So I am guessing it would cost me around the same as changing liner ?


----------



## beenthere (Oct 11, 2008)

Probably.

Might want to find out whats blocking your liner now. Might be easy to remove.


----------



## kenmac (Feb 26, 2009)

I guess he could go out the window & above the roof line Provided horizontal run isn't too long. Or, is he just wanting to terminate the horizontal run out the window ?


----------



## yuri (Nov 29, 2008)

Before you spend a lot of $$ on chimney repairs you may want to get the heat exchanger carefully checked for cracks and popped compression rivets. Very high rate of failure on those. May fail soon. Your brother with the no chimney high efficiency furnace is better off.


----------



## kenmac (Feb 26, 2009)

I Install a 90 % for about the same $ or less than it cost to line a chimney


----------



## praprade (Sep 19, 2010)

Thanks guys.
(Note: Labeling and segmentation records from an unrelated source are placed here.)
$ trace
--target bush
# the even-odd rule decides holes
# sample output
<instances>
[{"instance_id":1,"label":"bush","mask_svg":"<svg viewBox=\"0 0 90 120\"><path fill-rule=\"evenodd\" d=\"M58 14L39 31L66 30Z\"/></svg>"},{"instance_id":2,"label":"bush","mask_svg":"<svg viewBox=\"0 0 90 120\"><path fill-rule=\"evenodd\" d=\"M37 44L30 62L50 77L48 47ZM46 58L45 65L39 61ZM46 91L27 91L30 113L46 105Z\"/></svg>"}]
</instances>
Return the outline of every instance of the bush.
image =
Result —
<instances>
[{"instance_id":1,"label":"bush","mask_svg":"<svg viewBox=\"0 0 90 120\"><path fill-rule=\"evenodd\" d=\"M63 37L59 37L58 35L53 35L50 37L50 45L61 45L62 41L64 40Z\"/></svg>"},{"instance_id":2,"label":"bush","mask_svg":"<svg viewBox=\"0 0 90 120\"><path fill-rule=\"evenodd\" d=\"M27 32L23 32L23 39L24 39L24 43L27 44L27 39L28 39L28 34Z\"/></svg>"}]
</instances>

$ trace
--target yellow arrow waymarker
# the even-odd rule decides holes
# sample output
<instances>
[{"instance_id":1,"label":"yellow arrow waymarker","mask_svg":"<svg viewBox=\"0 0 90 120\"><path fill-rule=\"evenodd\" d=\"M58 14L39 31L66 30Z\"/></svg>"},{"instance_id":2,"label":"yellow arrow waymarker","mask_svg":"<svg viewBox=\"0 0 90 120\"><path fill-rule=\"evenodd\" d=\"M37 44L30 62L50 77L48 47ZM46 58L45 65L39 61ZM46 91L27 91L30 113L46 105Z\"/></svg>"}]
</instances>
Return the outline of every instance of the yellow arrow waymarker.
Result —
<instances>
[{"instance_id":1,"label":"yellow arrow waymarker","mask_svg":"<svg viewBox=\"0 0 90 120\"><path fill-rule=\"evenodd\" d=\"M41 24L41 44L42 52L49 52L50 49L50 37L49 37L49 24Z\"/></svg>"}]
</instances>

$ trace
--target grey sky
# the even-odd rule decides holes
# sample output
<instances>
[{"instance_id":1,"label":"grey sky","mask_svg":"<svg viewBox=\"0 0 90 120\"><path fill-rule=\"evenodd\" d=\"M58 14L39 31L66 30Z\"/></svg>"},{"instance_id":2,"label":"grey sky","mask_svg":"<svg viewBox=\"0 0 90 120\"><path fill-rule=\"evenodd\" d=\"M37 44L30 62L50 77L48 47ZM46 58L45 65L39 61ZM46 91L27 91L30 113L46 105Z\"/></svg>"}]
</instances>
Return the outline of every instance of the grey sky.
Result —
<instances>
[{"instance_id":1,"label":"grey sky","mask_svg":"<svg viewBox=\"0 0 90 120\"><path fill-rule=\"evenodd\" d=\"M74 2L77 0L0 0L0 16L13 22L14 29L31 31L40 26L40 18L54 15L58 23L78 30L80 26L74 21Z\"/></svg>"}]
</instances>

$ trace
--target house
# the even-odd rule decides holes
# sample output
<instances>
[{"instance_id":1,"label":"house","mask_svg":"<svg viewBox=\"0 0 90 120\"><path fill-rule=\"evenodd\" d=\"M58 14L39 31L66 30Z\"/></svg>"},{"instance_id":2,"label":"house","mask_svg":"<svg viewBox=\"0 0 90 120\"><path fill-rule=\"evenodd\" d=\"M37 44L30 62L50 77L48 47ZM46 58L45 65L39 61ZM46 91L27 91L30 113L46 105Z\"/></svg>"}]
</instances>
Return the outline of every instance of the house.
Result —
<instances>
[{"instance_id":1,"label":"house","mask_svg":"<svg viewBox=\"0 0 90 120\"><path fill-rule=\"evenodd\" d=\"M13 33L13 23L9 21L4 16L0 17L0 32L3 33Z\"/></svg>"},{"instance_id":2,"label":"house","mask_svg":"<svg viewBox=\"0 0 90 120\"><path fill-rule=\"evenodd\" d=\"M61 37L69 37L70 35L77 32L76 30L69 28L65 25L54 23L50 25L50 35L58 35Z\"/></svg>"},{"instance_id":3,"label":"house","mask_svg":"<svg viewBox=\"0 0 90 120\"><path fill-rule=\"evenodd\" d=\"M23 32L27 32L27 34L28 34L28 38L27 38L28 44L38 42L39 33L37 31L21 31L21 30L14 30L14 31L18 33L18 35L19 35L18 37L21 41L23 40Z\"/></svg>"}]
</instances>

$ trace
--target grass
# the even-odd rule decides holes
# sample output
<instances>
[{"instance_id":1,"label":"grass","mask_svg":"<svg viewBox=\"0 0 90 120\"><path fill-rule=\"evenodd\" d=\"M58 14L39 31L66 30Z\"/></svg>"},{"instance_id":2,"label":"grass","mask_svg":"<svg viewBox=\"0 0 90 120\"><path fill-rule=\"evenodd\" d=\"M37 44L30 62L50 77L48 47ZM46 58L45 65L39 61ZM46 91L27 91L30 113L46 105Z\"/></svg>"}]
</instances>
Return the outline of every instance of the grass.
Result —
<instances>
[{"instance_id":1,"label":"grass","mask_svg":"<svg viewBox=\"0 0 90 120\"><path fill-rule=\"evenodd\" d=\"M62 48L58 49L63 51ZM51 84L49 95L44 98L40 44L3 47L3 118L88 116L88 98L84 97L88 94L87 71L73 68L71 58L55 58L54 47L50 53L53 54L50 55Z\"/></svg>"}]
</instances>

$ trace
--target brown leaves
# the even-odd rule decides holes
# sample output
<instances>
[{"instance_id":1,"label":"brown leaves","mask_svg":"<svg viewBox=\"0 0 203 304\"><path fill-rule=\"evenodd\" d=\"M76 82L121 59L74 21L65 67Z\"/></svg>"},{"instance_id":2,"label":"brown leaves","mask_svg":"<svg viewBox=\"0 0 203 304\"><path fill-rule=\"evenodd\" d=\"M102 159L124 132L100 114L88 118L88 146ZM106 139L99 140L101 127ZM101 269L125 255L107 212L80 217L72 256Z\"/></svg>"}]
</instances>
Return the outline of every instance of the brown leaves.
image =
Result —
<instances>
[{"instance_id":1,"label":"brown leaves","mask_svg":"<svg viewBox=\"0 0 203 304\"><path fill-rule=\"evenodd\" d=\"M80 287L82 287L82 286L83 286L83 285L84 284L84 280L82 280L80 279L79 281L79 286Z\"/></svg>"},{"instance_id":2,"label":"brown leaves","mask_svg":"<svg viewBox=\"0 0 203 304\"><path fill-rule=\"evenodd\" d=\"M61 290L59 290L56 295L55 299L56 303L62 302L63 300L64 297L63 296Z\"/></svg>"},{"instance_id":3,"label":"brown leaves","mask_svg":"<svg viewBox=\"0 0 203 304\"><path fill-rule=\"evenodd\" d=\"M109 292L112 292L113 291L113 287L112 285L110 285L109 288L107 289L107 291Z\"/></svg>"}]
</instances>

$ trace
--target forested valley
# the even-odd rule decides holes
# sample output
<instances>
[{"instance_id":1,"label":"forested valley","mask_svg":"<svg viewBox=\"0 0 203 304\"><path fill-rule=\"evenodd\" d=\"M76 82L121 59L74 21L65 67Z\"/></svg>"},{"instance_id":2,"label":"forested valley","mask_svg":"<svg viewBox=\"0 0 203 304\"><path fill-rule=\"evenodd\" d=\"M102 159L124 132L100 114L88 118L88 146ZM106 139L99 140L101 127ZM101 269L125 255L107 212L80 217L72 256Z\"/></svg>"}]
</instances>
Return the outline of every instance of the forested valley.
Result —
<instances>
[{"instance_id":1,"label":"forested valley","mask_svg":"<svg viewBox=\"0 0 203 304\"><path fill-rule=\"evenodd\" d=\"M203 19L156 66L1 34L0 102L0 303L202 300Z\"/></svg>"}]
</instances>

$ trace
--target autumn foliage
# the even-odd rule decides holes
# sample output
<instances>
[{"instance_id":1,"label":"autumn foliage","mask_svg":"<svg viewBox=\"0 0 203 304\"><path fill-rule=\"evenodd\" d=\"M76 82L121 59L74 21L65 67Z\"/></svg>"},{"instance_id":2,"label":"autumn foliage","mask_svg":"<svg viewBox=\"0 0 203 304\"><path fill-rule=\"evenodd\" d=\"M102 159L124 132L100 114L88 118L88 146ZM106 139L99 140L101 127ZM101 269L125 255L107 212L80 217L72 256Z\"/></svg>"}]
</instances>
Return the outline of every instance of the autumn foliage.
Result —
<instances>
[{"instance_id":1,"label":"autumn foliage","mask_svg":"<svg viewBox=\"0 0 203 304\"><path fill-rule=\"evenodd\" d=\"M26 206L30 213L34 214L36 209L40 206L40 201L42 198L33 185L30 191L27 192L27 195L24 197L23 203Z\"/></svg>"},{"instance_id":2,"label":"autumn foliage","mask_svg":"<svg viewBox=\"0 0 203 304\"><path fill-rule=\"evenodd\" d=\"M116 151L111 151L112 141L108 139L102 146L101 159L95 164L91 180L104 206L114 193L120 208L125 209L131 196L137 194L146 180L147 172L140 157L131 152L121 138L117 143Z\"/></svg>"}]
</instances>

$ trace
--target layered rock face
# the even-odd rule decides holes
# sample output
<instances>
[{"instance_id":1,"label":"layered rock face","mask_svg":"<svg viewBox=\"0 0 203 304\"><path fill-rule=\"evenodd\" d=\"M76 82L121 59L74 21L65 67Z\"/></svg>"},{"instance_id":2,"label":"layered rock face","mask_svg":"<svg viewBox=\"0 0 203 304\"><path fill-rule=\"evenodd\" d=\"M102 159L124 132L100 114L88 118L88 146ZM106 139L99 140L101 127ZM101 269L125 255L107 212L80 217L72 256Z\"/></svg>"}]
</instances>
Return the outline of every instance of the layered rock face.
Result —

I will just went it out through the window ,hope to survive this winter like that and if I do,quit Canadian dream ,sell house and move back to Cyprus .

Thanks again


----------



## hvaclover (Oct 2, 2008)

Nai---sigarou

If you mean the island of Kypros I don't think so


----------



## praprade (Sep 19, 2010)

So I got on the top of the house . Liner was broken like 2 meters from the top and squirrels nest and insulation was blocking it . I found big vacuum cleaner with long hose ,pulled it on top of the house and cleaned garbage from chimney . Than cleaned whatever fell at the bottom so it's working now. It should be ok for this winter and hopefully before next one comes I will have enough money to rebuild chimney and put new liner .

Thanks again for all the help .


----------



## yuri (Nov 29, 2008)

Buy yourself 2 good CO Carbon monoxide detectors. Put 1 in the basement and 1 by your bedroom in case the chimney gets blocked again or collapses. Concerned about your safety. People die from that stuff, get brain damage and I know of a collapsed chimney incident where several people are in permanent comas.


----------